Deze trachtte een verzoening tot stand te brengen met Theofilus, maar deze wees die bemiddeling af. Chrysostomus wilde zich nu terugtrekken, maar de Origenistische monniken wisten keizerin Eudoxia voor zich te winnen. Nu riep keizer Arcadius een synode tezamen, waar Theofilus moest verschijnen, en waar Chrysostomus voorzitter zou zijn. Zoo was dan de strijd nu ook in Constantinopel ontbrand. Theofilus wist het hof tegen Chrysostomus op te zetten, wat niet moeilijk viel, omdat de keizerin hem haatte. Nu kwam Theofilus met een schitterend gevolg naar Constantinopel en belegde te Chalcedon in 403 een synode op het keizerlijk landgoed Drys (eik).

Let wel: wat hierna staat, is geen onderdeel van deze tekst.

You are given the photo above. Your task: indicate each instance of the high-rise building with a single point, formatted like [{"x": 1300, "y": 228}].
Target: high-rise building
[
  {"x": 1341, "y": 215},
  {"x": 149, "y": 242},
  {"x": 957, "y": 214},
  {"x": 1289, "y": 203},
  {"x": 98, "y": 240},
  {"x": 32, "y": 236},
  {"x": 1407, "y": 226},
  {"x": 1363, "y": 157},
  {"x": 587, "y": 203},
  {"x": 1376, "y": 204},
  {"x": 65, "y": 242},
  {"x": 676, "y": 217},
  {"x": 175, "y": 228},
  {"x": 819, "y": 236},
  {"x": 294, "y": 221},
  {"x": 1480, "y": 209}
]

Daar werd Chrysostomus afgezet en de keizer veroordeelde hem tot verbanning. Wel werd hij teruggeroepen, toen een ramp (men zegt een aardbeving) Constantinopel geteisterd had en Theofilus moest vluchten naar Alexandrië, maar korten tijd daarna, toen Chrysostomus de luidruchtige inwijding van een standbeeld voor de keizerin bestrafte, wakkerde de partij van Theofilus het twistvuur weder aan en andermaal werd Chrysostomus verbannen, nu naar Armenië. Het geheele Westen nam het voor Chrysostomus op, maar niets mocht baten. Zijn ballingschap werd verzwaard. Hij werd naar Pityus, aan de Zwarte zee gelegen, gevoerd, maar onderweg stierf hij. (Zie art. Chrysostomus.)